This article is 7 years old

Opinion

Should Senior Days be Allowed

In my freshman year of Berkeley High School (BHS), back in 2013, my spirit week was exciting, eye-opening, and a little scary. I remember the colorful get-ups and of course the approximate quarter of students who were dressed up in something entirely different than the rest of the school. We soon learned these were seniors who were given their own dress-up themes. Truthfully, I didn’t really care back then; it made sense that it was “their time,” this year was for them to celebrate their hard work in high school. Now, reflecting as a senior, I understand the sentiment, although my reasoning is more nuanced.

With seniors having their own themes on certain days of spirit week, it gives students something to look forward to for their senior year. I know I’ve worked pretty hard the last three years in school, and I think many of my senior peers hold the same sentiment. We’re gearing up for our next stages in life, whether it be college, a gap year, or other. Is there really no precedent for a celebration of our seniors, the students that are the most experienced, have interacted with the school the most, and are nearing the end of their childhood? I think there is. Yes, there are senior nights for sports teams, but not all seniors play sports. There is the senior spell out as well, but that is a smaller event which isn’t during school hours.

Senior days offer a time where seniors can bask in the success of their past three years of high school. Opponents of senior-only themed days also point to prom as enough of a celebration for seniors, but for many, prom simply isn’t accessible from an economic standpoint. Spirit Week is one of the very few times where all seniors have the choice to participate, without many consequences whether they do or don’t.

One main argument against senior only days is that it promotes class divisiveness, or worse, the dreaded class warfare. It’s understandable; many feel that seniors can — whether they are trying to or not — antagonize other students by acting superior in their senior-only costumes. But Berkeley High students are not inherently mean; there is very little clear cut class conflict that goes beyond spirit week.

Principal Sam Pasarow believes the school can find a balance between celebrating the seniors and keeping the relationship between classes healthy and positive.

“I do want to work very hard to end class warfare … and I want to create the conditions where we as a school celebrate our senior class every year,” Principal Pasarow said. “My first thought is that [senior only dress-up days] are divisive … twelfth graders are getting a lot of attention and they are interested in having more, and that is potentially at the cost of the unity of this school.”

I, however, think most students, seniors included, are not interested in class divisiveness during the build up to Red and Gold day. Seniors simply feel that they should be given the privilege of having their own dress-up days after having maneuvered and succeeded at BHS academically, athletically, artistically, or other in the past three years. Ms. Dorf, a math teacher, agrees that it’s a nice, small way to celebrate seniors, and she says that “I don’t see a problem with it unless seniors use it as an excuse to bully.”

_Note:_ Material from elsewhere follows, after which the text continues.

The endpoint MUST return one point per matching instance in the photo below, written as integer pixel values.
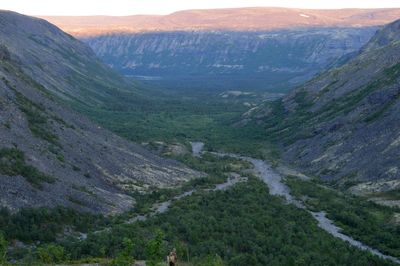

Administration’s staunch opposition to senior only days in the past has caused much more harm than good. For one, it immediately assumes that there would be class warfare, and that the senior class can’t handle the responsibility of being celebrated, which doesn’t make seniors want to behave any better. Furthermore, it results in the senior class simply making their own days, because let’s be honest: every senior class is going to feel like they “deserve” senior only theme days, and it’s going to happen whether the administration likes it or not. Take last year for an example: the senior class technically wasn’t allowed to make their own dress up days, but they did it anyway, coordinating it through polls and discussions on their senior Facebook page.

This year it looked like the same story again: on the senior Facebook page, there were arguments made by the student leadership heads trying to sell the idea that we would be in fact dressing up with the school. Almost everyone on the senior page send something along the same lines: : “screw the Administration. If they’re not going to give it to us, we’re going to do it anyway”.

I think that Pasarow’s stance should quell some of these sentiments. He clearly wants to support the seniors in a year which he described as “embarking onto adulthood”; however, we as seniors also have a role to play in leaving our school better than we found it.